Beyond the school troubles, we are settling more into our new home and our son’s behaviour has started to calm down at home, as he was quite hyper and getting a bit disrespectful. We are continuing to go to a Gymnastics club here, which he is persevering with, it is quite different to his old one so he is getting use to it still. I think the old one was a better fit for him and he found the class structure more familiar, as there was a repetitive routine, with only slight changes. This one seems to be slightly different each week, plus there is less coaches and apparatus, but he surprises me and is giving it go, and wants to return, so that is the main thing. He loved the new local weekend playgroup, despite my partner hating it, but we are going back next weekend and my partner said he will try to be less grumpy hehe So what can I say we are not getting the behaviour that school experience with us, yes, he tests the boundaries every now and then, but not having destructive meltdowns with him and not seeing him be aggressive with other children in our care either, yes, he has less opportunity as he is our only, but we do take him to places where there are other children.

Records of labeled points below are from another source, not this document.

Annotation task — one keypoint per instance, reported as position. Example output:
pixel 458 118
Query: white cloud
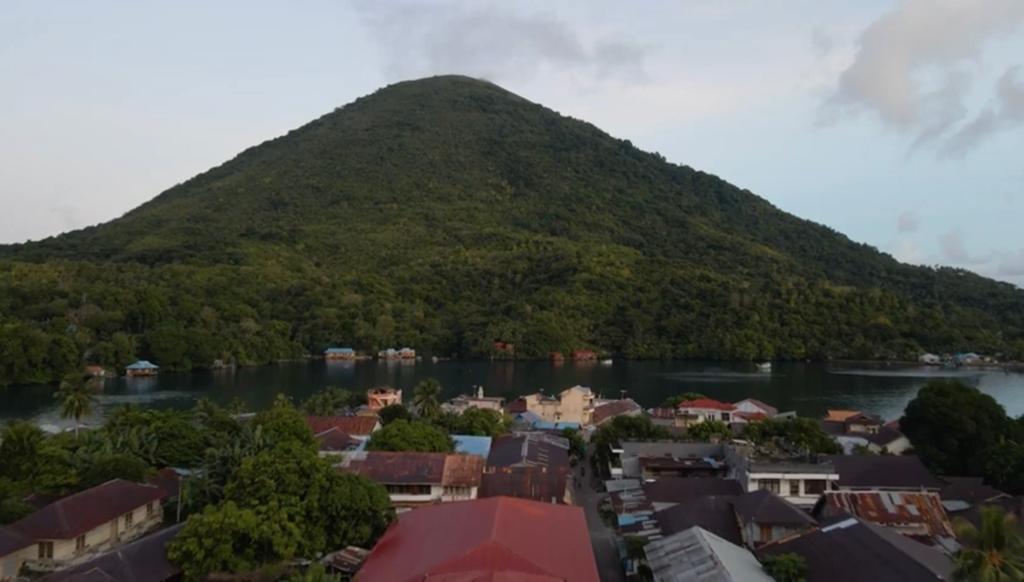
pixel 493 42
pixel 1006 112
pixel 915 66
pixel 906 221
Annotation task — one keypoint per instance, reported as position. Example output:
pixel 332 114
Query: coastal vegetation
pixel 453 216
pixel 958 430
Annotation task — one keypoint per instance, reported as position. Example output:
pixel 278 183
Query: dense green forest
pixel 448 213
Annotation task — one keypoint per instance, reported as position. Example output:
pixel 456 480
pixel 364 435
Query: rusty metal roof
pixel 912 513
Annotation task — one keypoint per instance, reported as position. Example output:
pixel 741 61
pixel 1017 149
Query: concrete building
pixel 78 528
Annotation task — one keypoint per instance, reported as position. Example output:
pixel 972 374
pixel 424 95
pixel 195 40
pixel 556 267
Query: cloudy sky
pixel 898 122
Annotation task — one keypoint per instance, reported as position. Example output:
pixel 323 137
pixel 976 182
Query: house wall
pixel 804 498
pixel 11 564
pixel 754 534
pixel 97 540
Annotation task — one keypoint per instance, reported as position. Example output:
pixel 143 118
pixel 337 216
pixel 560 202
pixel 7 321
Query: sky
pixel 899 123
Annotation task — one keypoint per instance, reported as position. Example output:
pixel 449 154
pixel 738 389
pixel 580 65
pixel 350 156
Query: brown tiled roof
pixel 883 471
pixel 612 409
pixel 358 425
pixel 421 468
pixel 841 415
pixel 76 514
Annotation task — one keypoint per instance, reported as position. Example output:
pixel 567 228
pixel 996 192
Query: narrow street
pixel 601 537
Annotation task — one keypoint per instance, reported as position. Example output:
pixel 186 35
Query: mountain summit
pixel 448 213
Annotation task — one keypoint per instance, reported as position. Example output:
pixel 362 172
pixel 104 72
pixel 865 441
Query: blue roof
pixel 545 425
pixel 479 446
pixel 143 365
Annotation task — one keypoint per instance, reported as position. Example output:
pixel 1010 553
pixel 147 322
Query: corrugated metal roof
pixel 915 513
pixel 698 555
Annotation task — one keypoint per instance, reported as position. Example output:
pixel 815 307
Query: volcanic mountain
pixel 456 217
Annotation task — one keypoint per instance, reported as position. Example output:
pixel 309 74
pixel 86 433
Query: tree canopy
pixel 412 435
pixel 446 213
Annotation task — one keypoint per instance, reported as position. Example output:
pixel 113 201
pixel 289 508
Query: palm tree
pixel 425 399
pixel 77 398
pixel 993 553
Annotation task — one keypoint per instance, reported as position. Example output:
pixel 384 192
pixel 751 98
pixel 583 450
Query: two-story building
pixel 573 405
pixel 420 479
pixel 77 528
pixel 801 481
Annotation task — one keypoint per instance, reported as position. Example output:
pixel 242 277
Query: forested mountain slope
pixel 446 213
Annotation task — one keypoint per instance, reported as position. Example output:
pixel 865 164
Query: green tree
pixel 20 446
pixel 393 412
pixel 950 424
pixel 785 567
pixel 12 505
pixel 283 423
pixel 474 421
pixel 994 552
pixel 77 396
pixel 230 539
pixel 426 399
pixel 411 435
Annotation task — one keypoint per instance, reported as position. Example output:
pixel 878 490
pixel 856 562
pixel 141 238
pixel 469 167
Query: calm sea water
pixel 808 388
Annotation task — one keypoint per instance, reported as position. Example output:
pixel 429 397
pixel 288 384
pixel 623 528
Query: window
pixel 409 489
pixel 814 487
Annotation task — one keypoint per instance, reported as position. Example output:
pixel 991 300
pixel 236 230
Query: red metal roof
pixel 360 425
pixel 76 514
pixel 707 403
pixel 499 538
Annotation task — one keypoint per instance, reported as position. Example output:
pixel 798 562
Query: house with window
pixel 144 558
pixel 765 517
pixel 77 528
pixel 463 403
pixel 573 405
pixel 534 465
pixel 413 480
pixel 800 481
pixel 382 397
pixel 142 368
pixel 701 410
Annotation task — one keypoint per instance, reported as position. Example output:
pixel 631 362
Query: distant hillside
pixel 448 213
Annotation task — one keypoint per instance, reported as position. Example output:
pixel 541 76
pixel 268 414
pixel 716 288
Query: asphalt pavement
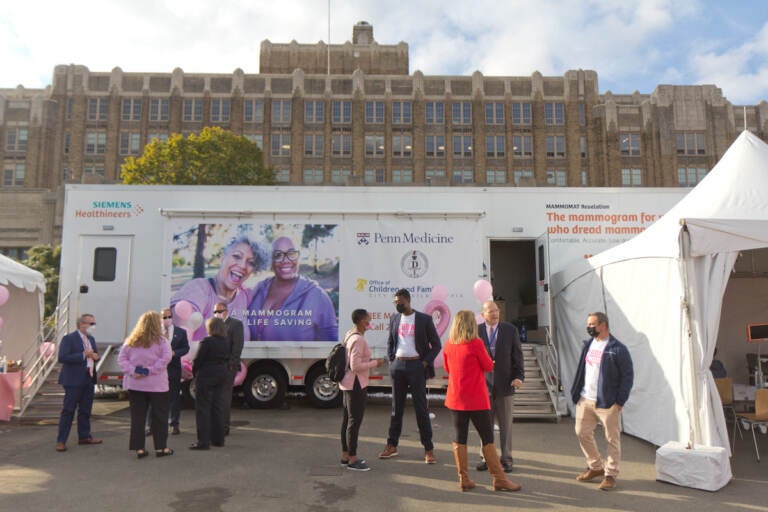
pixel 287 460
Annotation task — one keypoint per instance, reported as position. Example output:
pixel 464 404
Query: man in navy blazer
pixel 412 347
pixel 78 356
pixel 503 344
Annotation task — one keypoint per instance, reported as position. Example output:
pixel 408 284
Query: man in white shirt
pixel 600 389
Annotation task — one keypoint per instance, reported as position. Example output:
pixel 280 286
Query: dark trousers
pixel 480 419
pixel 210 403
pixel 80 398
pixel 408 376
pixel 140 402
pixel 354 408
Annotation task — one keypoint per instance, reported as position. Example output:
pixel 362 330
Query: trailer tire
pixel 322 391
pixel 265 386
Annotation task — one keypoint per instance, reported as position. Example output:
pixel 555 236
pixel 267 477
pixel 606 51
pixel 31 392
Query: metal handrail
pixel 37 364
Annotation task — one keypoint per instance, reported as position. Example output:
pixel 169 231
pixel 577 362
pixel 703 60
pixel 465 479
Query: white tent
pixel 663 292
pixel 22 313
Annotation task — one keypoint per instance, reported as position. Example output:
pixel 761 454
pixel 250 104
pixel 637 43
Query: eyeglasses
pixel 291 254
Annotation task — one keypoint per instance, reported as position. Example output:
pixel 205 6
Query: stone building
pixel 353 114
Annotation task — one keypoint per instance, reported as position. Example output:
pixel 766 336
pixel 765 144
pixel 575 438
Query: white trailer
pixel 129 249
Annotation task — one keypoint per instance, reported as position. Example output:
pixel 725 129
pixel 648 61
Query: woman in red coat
pixel 466 361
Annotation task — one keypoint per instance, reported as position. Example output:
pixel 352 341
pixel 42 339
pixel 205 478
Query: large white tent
pixel 663 293
pixel 22 313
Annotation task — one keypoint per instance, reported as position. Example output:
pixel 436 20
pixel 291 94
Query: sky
pixel 632 45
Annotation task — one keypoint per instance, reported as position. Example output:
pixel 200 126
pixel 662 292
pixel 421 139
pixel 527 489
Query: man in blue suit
pixel 78 356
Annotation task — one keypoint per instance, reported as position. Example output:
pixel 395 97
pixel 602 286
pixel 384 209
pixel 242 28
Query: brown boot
pixel 500 482
pixel 460 454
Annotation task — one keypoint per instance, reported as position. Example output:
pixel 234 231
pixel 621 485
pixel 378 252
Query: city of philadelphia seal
pixel 414 264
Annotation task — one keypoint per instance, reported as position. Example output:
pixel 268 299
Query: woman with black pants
pixel 466 361
pixel 353 386
pixel 210 371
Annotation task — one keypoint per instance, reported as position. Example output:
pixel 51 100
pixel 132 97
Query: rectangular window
pixel 521 113
pixel 522 174
pixel 131 109
pixel 193 110
pixel 555 146
pixel 104 263
pixel 129 143
pixel 462 176
pixel 374 145
pixel 253 111
pixel 401 112
pixel 339 176
pixel 630 144
pixel 341 112
pixel 97 109
pixel 158 109
pixel 690 144
pixel 314 112
pixel 401 146
pixel 220 110
pixel 435 112
pixel 402 176
pixel 434 146
pixel 462 112
pixel 281 144
pixel 494 146
pixel 554 113
pixel 341 144
pixel 494 113
pixel 281 112
pixel 557 178
pixel 495 176
pixel 16 139
pixel 690 176
pixel 375 176
pixel 462 145
pixel 313 145
pixel 95 143
pixel 522 146
pixel 631 177
pixel 374 112
pixel 313 176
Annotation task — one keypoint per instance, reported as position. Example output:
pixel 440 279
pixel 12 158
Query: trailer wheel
pixel 322 391
pixel 265 386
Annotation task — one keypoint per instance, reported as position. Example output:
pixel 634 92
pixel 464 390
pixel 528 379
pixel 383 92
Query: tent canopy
pixel 663 291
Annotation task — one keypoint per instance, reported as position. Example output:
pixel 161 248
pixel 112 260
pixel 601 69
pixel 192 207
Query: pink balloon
pixel 183 309
pixel 483 290
pixel 439 292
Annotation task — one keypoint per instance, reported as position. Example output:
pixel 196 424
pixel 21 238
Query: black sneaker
pixel 358 465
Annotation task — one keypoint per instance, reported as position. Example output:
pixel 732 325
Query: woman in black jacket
pixel 210 371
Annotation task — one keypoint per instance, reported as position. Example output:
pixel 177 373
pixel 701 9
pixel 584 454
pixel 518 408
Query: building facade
pixel 351 114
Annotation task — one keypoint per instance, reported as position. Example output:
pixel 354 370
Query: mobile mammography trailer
pixel 129 249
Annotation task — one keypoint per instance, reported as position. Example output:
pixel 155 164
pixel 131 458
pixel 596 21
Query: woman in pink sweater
pixel 354 385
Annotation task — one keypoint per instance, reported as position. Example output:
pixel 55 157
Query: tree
pixel 46 259
pixel 212 157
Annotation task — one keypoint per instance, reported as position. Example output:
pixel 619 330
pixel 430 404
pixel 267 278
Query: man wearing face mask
pixel 235 335
pixel 412 346
pixel 78 356
pixel 600 389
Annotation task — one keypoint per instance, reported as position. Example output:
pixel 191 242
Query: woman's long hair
pixel 463 328
pixel 146 332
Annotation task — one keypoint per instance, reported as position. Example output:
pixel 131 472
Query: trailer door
pixel 103 284
pixel 542 280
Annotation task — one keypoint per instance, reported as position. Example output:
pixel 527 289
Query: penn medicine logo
pixel 414 264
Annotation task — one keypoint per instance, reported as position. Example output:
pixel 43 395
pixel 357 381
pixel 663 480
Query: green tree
pixel 213 157
pixel 46 259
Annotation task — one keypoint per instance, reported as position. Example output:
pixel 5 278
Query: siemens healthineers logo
pixel 110 209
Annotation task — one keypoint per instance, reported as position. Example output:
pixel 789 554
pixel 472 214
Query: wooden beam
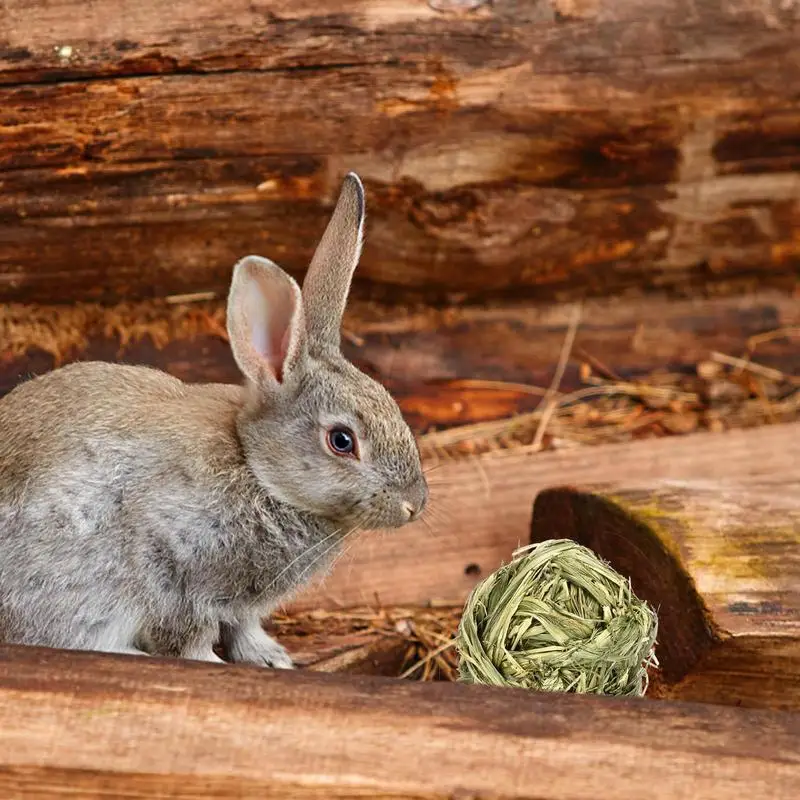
pixel 105 726
pixel 564 149
pixel 446 367
pixel 481 509
pixel 719 560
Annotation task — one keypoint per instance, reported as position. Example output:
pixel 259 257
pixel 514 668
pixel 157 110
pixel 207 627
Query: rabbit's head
pixel 317 432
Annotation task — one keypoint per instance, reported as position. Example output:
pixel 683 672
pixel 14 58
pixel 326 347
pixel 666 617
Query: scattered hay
pixel 427 634
pixel 724 393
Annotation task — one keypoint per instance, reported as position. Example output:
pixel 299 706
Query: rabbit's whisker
pixel 320 556
pixel 303 554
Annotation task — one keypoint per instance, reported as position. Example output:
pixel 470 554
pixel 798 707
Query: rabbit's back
pixel 100 499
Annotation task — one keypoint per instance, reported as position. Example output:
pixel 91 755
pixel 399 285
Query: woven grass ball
pixel 557 619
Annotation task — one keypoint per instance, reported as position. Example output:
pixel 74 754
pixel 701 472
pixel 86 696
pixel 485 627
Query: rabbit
pixel 143 515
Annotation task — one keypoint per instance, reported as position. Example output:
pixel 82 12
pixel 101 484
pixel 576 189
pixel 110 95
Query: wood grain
pixel 551 150
pixel 720 560
pixel 105 726
pixel 481 509
pixel 446 367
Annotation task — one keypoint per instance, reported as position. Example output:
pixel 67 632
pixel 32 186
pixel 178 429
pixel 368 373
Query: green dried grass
pixel 557 619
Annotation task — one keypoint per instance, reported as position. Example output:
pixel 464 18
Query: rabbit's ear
pixel 327 282
pixel 265 321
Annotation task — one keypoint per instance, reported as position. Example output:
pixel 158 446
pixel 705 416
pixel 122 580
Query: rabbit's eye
pixel 342 441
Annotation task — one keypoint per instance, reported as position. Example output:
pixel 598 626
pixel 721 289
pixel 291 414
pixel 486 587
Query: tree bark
pixel 446 367
pixel 481 509
pixel 556 149
pixel 113 726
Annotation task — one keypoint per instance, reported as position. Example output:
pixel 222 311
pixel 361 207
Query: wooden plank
pixel 481 508
pixel 557 150
pixel 105 726
pixel 720 561
pixel 446 367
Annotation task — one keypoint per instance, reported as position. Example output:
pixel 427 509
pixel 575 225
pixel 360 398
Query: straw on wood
pixel 557 618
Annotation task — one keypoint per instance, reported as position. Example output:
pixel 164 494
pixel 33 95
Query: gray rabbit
pixel 140 514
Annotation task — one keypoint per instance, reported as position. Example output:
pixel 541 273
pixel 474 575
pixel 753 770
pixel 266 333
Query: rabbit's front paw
pixel 250 644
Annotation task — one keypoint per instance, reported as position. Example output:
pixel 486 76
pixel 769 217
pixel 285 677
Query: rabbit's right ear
pixel 265 322
pixel 327 282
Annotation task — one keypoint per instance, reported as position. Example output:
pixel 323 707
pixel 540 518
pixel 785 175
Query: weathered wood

We started the half term by visiting a local farm, the sun was out, but was very cold still so we had to wrap up warm. However, he had a lovely time exploring all of what the farm had to offer.

Collage crafts at the farm

Crafts at Standalone Farm

Collage crafts at the farm

Crafts at Standalone Farm

Train ride

Play area at Standalone Farm

Action shot with daddy Sand pit fun

Sand pit fun in the sun

What a pair?

Baa!

Model railway

We look forward to having more fun together during our half term break and forget about any school troubles until our next meeting, groan!